The December 22 number of the Peacemaker contains the story of Dan Goodman’s Selective Service violations, for which he was sentenced in an Indianapolis court to six years, four incarcerated years and two on probation. Read the Peacemaker to keep in touch with prisoners of conscience. Write 10208 Sylvan Avenue, Cincinnati, Ohio 45241.

A long article which begins on the front page of the Wall Street Journal for January 2, tells of what is called Aversion Therapy, and the subhead continues with the ominous words, “punishing people to change behavior” The article tells facts and figures, names names and states the drugs used to “change behavior.” The article questions – “Is It Old Fashioned Torture?”

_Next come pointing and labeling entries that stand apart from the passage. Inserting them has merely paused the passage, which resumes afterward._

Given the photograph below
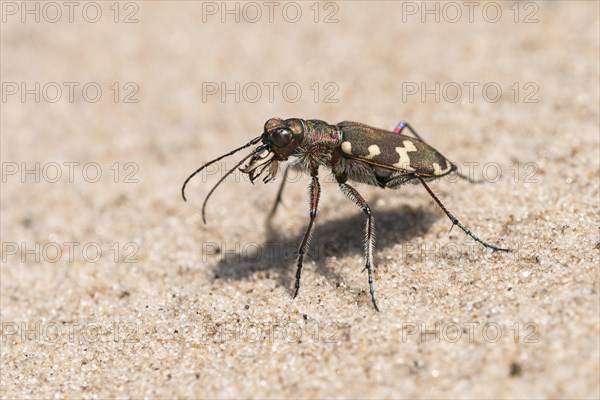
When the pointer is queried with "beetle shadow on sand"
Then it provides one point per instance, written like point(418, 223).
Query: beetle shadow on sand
point(332, 240)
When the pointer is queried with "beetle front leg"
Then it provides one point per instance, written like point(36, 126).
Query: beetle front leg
point(314, 192)
point(279, 193)
point(353, 195)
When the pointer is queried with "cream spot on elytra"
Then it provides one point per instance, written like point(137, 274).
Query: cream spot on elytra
point(404, 161)
point(437, 170)
point(373, 151)
point(347, 147)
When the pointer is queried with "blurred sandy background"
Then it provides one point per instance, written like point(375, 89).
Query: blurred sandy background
point(173, 308)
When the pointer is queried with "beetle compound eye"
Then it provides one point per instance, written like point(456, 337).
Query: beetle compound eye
point(281, 137)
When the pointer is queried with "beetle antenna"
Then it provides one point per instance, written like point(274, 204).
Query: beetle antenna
point(250, 143)
point(257, 150)
point(466, 177)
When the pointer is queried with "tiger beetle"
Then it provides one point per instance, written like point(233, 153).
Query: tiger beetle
point(353, 152)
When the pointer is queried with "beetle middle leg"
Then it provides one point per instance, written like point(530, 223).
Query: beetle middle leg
point(314, 193)
point(356, 197)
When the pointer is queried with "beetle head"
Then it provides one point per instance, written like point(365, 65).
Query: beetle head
point(281, 139)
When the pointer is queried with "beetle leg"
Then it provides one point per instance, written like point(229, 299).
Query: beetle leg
point(455, 220)
point(314, 192)
point(279, 193)
point(353, 195)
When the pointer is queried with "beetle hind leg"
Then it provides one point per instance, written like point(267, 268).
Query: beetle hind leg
point(455, 220)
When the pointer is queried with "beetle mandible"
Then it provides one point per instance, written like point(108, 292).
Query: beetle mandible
point(353, 152)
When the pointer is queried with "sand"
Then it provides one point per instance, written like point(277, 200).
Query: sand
point(111, 285)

Jessica Mitford has written a book on Kind and Usual Punishment which should be read and pondered on. Nothing has changed since the slaughter of both prisoners and guards at Attica a few years ago, and we need to do all we can to keep in touch with prisoners and protect them and work for them.

The book which has just been published by Charles H. Kerr and Co., Chicago, containing Eugene Debs’ prison writings and his suggestions as to what can be done, is well worth studying. Ammon had the greatest admiration and love for this great leader in the labor movement who polled one million votes for President while he was in prison during the First World War. Just now as I am finishing writing this column, I read over the story of the prisoners’ reaction to Debs’ departure from Atlanta Penitentiary, where Ammon also served during the First World War, and was once again deeply moved.

Let us pray for all the prisoners we know, for those who write to us, such as Martin Sostre whose picture hangs on our office wall, and Eddie Sanchez and Arthur Banks, and all the other men, the countless thousands of men and women who are held behind prison bars. When even the prestigious Wall Street Journal publishes such a column of horrors, we must awake to the condition of these sufferers and do what we can to help them. Pray also for Father Lyle and his halfway house for prisoners in East Harlem.